そしてご指摘、本当にありがとうございました。
報せていただかなかったら、ずっとそう書き続けていたであろう愚か者です。^^;
シチュノベ2作品前からあーなっていたのですね。
本当にすみませんでした。m(_ _)m

そしてセレスティ様からご依頼をいただく度にプレイングはまず最後から読んでおります。^^
もう、いただけるお言葉がすごく嬉しくって嬉しくって。
本当に毎回楽しくいい気分で書かせていただいております。
感謝の言葉をどれだけ口にしても言い足りません。
やはり、物書きにとって自分の物語を楽しんでもらえていると教えていただけるのはすごく嬉しいですし、そして自信にも繋がりますから。

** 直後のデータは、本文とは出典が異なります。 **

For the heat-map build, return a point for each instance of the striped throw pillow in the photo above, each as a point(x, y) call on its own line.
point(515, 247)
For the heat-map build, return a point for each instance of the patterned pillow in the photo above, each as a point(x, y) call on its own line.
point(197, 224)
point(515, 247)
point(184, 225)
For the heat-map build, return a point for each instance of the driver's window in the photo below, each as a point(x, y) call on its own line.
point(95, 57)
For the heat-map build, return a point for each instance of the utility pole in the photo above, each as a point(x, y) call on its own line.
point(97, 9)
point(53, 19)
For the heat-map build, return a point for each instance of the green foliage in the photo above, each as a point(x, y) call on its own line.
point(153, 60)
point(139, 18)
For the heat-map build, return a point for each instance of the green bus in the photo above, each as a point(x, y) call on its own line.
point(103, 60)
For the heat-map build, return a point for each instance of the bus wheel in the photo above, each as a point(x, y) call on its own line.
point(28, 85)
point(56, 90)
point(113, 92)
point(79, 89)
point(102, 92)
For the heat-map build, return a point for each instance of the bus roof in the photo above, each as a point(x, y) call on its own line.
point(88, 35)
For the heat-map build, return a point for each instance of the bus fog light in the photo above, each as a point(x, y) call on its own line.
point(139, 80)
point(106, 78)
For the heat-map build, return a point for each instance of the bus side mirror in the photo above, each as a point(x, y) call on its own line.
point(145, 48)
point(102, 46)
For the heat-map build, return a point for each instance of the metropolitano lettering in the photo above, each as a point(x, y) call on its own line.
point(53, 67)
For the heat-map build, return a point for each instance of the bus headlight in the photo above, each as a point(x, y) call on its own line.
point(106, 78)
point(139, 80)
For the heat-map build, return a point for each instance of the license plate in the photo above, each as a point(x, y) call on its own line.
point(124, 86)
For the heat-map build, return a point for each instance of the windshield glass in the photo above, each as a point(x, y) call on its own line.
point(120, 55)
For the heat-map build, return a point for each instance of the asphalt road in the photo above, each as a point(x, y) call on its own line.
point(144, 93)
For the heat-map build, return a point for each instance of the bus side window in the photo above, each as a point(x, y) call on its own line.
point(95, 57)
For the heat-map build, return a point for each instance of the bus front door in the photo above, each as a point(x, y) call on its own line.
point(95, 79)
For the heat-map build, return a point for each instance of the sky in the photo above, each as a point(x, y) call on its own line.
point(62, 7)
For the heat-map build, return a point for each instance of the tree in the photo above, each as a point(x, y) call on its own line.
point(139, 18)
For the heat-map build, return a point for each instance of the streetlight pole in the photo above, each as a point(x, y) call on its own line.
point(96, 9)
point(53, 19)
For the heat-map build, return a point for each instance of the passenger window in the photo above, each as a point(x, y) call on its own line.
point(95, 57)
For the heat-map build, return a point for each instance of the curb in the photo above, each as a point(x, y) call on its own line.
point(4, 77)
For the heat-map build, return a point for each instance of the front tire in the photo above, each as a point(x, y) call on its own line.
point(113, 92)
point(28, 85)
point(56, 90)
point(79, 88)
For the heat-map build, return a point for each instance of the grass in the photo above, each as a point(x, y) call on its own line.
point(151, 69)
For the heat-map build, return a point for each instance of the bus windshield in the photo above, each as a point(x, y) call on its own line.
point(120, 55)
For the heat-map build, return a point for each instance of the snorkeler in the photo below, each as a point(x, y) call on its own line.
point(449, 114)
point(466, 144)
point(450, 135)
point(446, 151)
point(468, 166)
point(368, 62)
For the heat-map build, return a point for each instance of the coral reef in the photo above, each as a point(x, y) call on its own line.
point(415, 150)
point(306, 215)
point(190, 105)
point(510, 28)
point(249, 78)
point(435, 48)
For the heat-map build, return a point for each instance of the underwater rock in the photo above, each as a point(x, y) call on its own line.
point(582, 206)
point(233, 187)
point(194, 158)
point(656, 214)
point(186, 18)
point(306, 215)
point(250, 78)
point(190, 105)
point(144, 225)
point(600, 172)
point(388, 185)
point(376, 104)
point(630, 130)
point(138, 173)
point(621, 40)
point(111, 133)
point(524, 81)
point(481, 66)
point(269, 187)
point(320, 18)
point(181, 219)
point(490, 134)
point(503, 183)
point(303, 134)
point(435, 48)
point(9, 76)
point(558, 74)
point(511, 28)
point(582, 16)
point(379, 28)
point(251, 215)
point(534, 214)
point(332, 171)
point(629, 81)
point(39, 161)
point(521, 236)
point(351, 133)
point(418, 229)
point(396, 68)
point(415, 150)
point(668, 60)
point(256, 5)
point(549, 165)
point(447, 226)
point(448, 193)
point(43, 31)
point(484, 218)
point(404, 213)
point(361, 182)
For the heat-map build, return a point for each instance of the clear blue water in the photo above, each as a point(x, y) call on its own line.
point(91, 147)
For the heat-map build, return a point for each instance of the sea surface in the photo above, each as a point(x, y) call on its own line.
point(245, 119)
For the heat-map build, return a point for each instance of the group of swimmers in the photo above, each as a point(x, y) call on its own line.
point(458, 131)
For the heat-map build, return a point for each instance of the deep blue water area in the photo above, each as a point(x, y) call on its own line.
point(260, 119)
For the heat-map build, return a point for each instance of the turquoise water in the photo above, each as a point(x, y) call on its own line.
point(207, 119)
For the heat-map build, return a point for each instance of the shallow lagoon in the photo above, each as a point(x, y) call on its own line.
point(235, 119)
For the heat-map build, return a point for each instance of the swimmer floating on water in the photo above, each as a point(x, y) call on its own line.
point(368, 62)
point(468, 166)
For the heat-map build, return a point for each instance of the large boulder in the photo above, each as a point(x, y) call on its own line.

まだまだ理想と実力とが噛みあっていませんが、これからもいただけるお言葉を胸にがんばらせていただきますね。

さてさて、それで今回のご依頼はどうでしたでしょうか?
セレスティ自身にからくりの正面突破も、と考えは実はまったくしませんでした。
これまでセレスティを書かせてきてもらえて、僕の中で出来上がった彼のイメージはやはりクールで知的な男、というものなのです。
ですから僕は、やはりご依頼していただけたのを見た時、最初に浮かんだこの物語の彼はチェスをするように椅子に座ってクールにそしてどこか不敵に微笑んでギミックに知力で向かいあう彼でした。

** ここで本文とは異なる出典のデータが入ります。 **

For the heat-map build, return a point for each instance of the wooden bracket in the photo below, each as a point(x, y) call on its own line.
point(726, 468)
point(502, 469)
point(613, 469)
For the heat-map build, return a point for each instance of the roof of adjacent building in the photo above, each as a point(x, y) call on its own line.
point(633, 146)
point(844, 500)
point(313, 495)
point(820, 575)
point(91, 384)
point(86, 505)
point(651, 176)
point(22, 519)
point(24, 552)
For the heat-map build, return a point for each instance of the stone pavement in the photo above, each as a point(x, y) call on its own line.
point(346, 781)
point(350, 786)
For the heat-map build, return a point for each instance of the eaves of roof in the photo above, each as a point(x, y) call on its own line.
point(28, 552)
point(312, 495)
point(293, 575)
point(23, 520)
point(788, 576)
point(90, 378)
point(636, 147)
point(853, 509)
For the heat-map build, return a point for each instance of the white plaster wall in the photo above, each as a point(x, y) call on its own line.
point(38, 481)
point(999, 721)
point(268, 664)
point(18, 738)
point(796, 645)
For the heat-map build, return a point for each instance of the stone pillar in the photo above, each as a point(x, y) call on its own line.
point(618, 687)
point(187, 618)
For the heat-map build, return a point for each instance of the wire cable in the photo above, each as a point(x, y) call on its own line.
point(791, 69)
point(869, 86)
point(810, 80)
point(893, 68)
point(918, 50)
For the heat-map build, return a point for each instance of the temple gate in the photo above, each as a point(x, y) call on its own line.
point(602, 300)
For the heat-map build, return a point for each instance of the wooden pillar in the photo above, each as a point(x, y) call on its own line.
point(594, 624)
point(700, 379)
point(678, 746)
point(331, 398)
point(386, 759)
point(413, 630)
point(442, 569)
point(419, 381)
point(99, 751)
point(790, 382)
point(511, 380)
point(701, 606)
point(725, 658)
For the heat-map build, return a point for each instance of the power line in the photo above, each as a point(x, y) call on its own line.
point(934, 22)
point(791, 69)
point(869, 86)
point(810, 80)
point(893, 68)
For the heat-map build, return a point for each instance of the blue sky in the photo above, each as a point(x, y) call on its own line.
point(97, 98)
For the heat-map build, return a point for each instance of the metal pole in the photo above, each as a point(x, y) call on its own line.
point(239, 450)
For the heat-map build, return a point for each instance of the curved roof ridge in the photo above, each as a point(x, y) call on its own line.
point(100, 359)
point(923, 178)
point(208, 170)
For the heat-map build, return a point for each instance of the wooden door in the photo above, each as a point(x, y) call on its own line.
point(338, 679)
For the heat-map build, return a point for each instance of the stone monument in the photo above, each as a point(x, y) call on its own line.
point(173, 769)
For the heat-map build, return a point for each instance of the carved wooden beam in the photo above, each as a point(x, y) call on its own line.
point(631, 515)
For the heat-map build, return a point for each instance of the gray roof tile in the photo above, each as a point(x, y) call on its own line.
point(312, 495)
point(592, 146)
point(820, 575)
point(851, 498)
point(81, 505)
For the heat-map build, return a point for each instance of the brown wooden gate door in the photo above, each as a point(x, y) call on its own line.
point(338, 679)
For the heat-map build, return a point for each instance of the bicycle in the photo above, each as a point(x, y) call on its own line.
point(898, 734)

実は屋敷に入っていなかったというのも彼らしいかな、と想います。
どうでしょうか、今回のご依頼も楽しんでいただけましたでしょうか?
楽しんでいただけたのでしたら、本当に嬉しい限りでございます。

またクールでカッコいいセレスティ・カーニンガムを書かせてください。
その時も誠心誠意書かせていただきます。
それでは本当に今回もありがとうございました。
失礼します。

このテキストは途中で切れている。